20 pensamientos sobre “El baile de la estrella”

  1. Qué placer Ana, disfrutar de la navegación en Grecia como se hacia 30 años atrás, estas son las grandes cosas que nos está dejando esta pandemia, otras ya no nos gustan ni poco, ni mucho ni nada. Por cierto esa tortuga, se estará acordando de ti eternamente, le devolviste la vida y por muy tonta que sea no lo olvidará.
    Que a tu vuelta de Grecia todo siga bien. Un beso y sigue contándonos maravillas griegas.

    1. Hola Isa. Pues no sé yo si la tortuga aprendió la lección o se volvió a enredar en otro trasmallo repleto de peces. Ya sabes que la tortuga es el único animal que tropieza con la misma red dos veces. ¿O era el hombre y una piedra?

      Muchos muuaaccs (Prohibidos)

  2. Igual es una tontería, pero te imagino en la bañera de La Maga escribiéndonos todo esto que nos cuentas de tu paraíso. Volver aquí no tiene que ser muy agradable, al menos estarán los tuyos, amigos, familia, para recibirte con ganas.
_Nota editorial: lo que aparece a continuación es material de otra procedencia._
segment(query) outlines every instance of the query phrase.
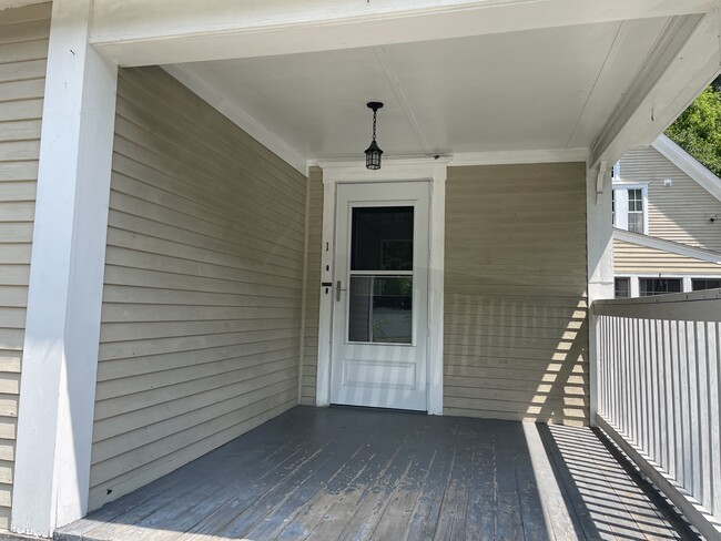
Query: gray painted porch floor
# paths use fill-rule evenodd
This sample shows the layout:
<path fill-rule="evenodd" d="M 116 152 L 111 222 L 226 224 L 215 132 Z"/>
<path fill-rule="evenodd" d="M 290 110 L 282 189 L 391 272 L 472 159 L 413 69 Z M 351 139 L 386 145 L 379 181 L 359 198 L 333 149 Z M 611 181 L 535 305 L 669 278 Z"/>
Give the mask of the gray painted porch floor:
<path fill-rule="evenodd" d="M 589 428 L 297 407 L 55 539 L 698 539 L 611 449 Z"/>

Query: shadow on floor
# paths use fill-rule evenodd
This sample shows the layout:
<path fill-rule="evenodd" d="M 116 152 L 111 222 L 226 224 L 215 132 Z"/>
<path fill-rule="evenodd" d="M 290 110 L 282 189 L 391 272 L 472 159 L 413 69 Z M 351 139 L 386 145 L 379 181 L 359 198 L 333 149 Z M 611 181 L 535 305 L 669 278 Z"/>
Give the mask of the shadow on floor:
<path fill-rule="evenodd" d="M 666 513 L 590 429 L 297 407 L 55 539 L 689 539 Z"/>

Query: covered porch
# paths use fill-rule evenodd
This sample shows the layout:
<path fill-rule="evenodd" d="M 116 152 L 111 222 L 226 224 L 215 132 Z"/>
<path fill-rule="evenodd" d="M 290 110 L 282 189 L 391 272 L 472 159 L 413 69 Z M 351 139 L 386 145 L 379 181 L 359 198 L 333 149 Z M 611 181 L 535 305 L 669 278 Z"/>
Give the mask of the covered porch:
<path fill-rule="evenodd" d="M 595 429 L 298 406 L 55 539 L 699 538 Z"/>
<path fill-rule="evenodd" d="M 692 539 L 589 428 L 624 432 L 616 389 L 640 381 L 611 385 L 628 359 L 609 364 L 621 341 L 593 309 L 612 296 L 611 165 L 719 71 L 718 2 L 288 4 L 0 12 L 3 76 L 34 108 L 6 105 L 20 127 L 2 132 L 7 163 L 34 165 L 2 170 L 24 183 L 10 204 L 27 205 L 20 233 L 7 228 L 19 270 L 0 283 L 18 308 L 4 379 L 21 397 L 0 528 Z M 362 161 L 372 100 L 386 104 L 378 171 Z M 358 208 L 413 215 L 372 224 L 368 266 L 351 256 Z M 354 296 L 354 279 L 400 285 Z M 708 300 L 704 324 L 719 312 Z M 375 340 L 400 319 L 373 319 L 376 307 L 408 325 Z M 353 338 L 357 313 L 366 334 Z M 718 331 L 703 336 L 710 351 Z M 718 517 L 718 385 L 704 392 L 687 408 L 704 422 L 684 427 L 709 474 L 683 481 Z M 661 429 L 641 412 L 660 404 L 639 398 L 631 428 L 646 440 Z M 616 443 L 633 456 L 644 438 Z"/>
Unos cálidos abrazos y besos siempre vienen bien…
    Upss…pero si no se puede besar y abrazar !!, cagüen la mar salada, nos han quitado hasta eso.
    Buen viaje Ana.

    1. Par mí volver, en estos momentos, a una España histérica y peleada entre si (nacionalistas, comunistas, fascistas, feministas, negacionistas, creacionistas, machistas, ecologístas, barcelonistas y madridistas…) me supone un trauma. Prefiero vivir en la inopia de Sirio el mayor tiempo posible. Me gustaría echar de menos mi casa, pero no lo consigo de momento. Seguiré esforzándome.

  3. Te leo siempre, desde hace un montón de años. Es más, espero cada artículo con impaciencia. Pero no suelo escribir, no es lo mío y me cuesta trabajo. Pero hoy quiero agradecerte lo que haces por Grecia, difundiendo su cultura y viajando hasta allí en estas condiciones. Yo he sido cobarde, es el primer año que no voy en vacaciones después de casi 20. Y me arrepiento, pero el miedo es libre. Ojalá el verano próximo sea propicio.

    1. Pues has hecho muy mal, el miedo es libre pero hay que reprimirlo a base de razón. No podemos permitirnos vivir aterrorizados por los titulares escalofriantes de la prensa, que está muy lejos de hacer su verdadero trabajo: informar, y no vender a costa de convertirse en «El Caso». Si seguimos la corriente acabaremos todos viviendo bajo tierra.
      Un saludo y ánimo

  4. Querida Anuska… o debería llamarte Esopo por la fábula del Trasmayo y la tortuga? Animalito, después de salir del huevo y jugarse la vida cruzando vaya usted saber que playa, donde gaviotas y demás sedes con patas y zapatillas intentan atraparla, se va al mar, se enreda con una red (y nunca mejor dicho) Y cuando ya lo da todo por perdido, un ser de esos con zapatillas que quería comérsela y llevársela por ahí, le salva la vida. Alucinante hubiera sido, que te hubiera dado las gracias, y te hubiera pasado su número de móvil. Espero que lo que te obliga a regresar a España, no sea importante.
    Un beso muy gordo para tu chico y para ti desde la isla de Tabarca, donde estoy fondeado con el Viriato.

  5. Saludos Ana soy un seguidor tuyo.
    He disfrutado mucho trasladamdome años luz a tu celebracion sideral.
    No te imaginas lo que la mente agradece ese viaje ajeno a las aburridas y monotonas preocupaciones del momento.
    Gracias por tu prosa y pir la poesia cantada. Animos desde Badalona

  6. Hola Ana,
    Nosotros ya estamos de vuelta después la maravillosa semana en LaMaga y otra semana de recorrido por las carreteras griegas (buenas, malas, infames y desaparecidas) entre Mesolongi, Meteora y Delfos. No es fácil encarar el otoño, pero intentemos ser positivos y mirar a las estrellas para darnos cuenta de nuevo de lo pequeñitos que somos y lo ínfimos que parecerán nuestros problemas desde Sirio…
    Te deseo lo mejor para la vuelta, también aquí hay pequeños rincones donde refugiarnos.
    Un abrazo, Καλλο Χειμονασ (mi ordenador es tonto y no me encuentra la omega ni los acentos en griego)

    1. Ηολα, Alicia y Hugo.
      Pues parece que las peripecias de este año todavía no han terminado, ahora nos azota un Medicane, huracán mediterráneo, que va a barrer las islas jónicas y medio Grecia. Veremos como acaba todo esto. Yo no sé a que dioses hemos ofendido, pero vaya veranito. Un abrazote a los dos.